Les trois conseillers du Conseil de Transition Présidentiel (CTP) n’ont plus rien à craindre. Non seulement ils bénéficient du soutien de leurs collègues co-présidents, mais la justice semble également leur être favorable.
La Cour d’appel de Port-au-Prince a rendu, ce mercredi 19 février 2025, son arrêt dans le cadre de l’affaire de la Banque Nationale de Crédit (BNC).
La Cour a annulé les mandats de comparution émis en décembre 2024 par le juge d’instruction Benjamin Félismé à l’encontre des trois conseillers présidentiels : Emmanuel Vertilaire, Smith Augustin et Louis Gérald Gilles. Cette décision a été prise en raison du statut de conseillers des trois présumés corrompus, selon les juges de la Cour d’appel, qui estiment que les conseillers présidentiels ne sont pas passibles devant les tribunaux ordinaires.

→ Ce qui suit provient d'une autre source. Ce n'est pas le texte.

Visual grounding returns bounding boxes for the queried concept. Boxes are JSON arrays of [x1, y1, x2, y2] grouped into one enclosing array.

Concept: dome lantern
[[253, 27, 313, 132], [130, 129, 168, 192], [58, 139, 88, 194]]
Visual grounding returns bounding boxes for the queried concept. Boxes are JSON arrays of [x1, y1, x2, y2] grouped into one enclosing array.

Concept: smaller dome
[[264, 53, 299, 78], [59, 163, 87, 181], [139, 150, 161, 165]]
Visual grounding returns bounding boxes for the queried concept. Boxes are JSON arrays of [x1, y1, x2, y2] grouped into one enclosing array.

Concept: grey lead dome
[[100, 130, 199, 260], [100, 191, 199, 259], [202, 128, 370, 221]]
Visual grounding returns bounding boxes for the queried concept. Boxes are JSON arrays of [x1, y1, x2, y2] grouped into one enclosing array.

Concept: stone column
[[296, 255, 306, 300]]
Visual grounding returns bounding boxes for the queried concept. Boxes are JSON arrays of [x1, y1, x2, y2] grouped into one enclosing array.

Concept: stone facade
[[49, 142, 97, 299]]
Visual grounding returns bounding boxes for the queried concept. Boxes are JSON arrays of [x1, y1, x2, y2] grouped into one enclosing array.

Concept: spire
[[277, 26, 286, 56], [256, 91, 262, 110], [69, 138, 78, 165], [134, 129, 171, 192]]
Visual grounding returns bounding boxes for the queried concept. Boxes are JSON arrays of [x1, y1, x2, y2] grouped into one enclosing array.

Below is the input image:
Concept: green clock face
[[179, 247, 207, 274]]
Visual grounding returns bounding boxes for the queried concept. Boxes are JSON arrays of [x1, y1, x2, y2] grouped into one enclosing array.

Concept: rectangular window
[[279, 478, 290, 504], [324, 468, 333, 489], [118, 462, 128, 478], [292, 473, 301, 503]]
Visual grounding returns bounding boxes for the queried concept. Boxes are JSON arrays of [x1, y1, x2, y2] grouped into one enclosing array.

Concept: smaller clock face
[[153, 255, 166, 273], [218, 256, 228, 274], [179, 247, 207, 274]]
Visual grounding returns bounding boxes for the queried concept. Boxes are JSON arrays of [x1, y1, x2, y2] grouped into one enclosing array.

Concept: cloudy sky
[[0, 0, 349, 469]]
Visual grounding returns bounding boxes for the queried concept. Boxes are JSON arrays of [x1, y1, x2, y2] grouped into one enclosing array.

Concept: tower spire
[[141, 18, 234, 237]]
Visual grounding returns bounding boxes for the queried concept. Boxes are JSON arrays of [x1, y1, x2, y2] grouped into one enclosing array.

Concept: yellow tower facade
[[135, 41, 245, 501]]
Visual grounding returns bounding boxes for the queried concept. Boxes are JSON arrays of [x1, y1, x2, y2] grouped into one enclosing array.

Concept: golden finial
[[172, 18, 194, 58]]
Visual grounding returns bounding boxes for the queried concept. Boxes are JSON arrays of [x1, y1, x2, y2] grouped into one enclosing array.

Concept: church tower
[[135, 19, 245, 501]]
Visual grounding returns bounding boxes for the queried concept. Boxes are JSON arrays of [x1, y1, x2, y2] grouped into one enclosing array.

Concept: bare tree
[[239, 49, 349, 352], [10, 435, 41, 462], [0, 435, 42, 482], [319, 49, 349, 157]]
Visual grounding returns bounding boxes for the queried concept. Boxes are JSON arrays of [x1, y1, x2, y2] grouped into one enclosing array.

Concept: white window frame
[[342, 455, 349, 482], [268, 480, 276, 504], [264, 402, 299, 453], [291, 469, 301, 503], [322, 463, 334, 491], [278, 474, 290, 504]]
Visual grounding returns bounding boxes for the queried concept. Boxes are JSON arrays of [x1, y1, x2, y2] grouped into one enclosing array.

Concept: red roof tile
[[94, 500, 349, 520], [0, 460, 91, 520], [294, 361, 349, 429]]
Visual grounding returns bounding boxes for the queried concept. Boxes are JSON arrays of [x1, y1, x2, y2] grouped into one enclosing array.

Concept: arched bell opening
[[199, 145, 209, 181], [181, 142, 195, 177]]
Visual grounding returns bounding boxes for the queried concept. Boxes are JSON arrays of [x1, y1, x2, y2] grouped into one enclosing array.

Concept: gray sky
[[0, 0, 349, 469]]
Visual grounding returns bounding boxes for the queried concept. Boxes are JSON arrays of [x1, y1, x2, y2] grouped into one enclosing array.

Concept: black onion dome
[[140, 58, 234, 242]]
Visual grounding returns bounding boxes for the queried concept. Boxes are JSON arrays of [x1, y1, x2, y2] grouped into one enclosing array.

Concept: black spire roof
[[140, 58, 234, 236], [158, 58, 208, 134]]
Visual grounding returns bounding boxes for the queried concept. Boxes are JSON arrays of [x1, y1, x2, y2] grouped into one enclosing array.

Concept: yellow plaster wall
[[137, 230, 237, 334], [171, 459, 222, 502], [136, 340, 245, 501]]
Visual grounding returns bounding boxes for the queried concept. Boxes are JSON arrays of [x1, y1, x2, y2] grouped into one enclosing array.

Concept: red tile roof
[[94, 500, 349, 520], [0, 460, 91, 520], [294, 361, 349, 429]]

Leur cas doit être soumis à “une juridiction spéciale”, écrivent les juges de la Cour d’appel de Port-au-Prince.
La Cour a estimé que les mandats émis par le juge Félismé ne respectaient pas les dispositions de la Constitution de 1987, qui prévoit une procédure spécifique pour juger les membres de l’Exécutif et autres hauts fonctionnaires accusés de fautes graves. Ces fonctionnaires relèvent de la compétence exclusive de la Haute Cour de Justice, une juridiction spéciale composée des membres du Sénat et présidée par le président de la Cour de cassation.
Ainsi, la Cour d’appel a ordonné au juge Félismé de poursuivre l’instruction de l’affaire tout en respectant les procédures constitutionnelles appropriées. Cette décision soulève des enjeux importants pour le système judiciaire haïtien, notamment en ce qui concerne l’indépendance de la justice et la lutte contre la corruption.
En parallèle, les mandats d’amener délivrés contre l’ex-président du conseil d’administration de la BNC, Pascal Raoul Pierre-Louis, et contre Lornick Léandre sont toujours maintenus. Pierre-Louis est inculpé de corruption active et de versement de pots-de-vin, tandis que Léandre est accusé de complicité dans ces faits, selon l’enquête de l’ULCC concernant le scandale de 100 millions de gourdes.
Des organisations de la société civile, dont le Réseau National de Défense des Droits Humains (RNDDH), ont exprimé leurs préoccupations à la suite de cette décision. Elles mettent en lumière les risques d’interférences politiques et insistent sur l’importance de garantir l’indépendance du système judiciaire. Le RNDDH a particulièrement dénoncé certaines actions du parquet près du tribunal de première instance de Port-au-Prince, qu’il qualifie de « scandaleuses ».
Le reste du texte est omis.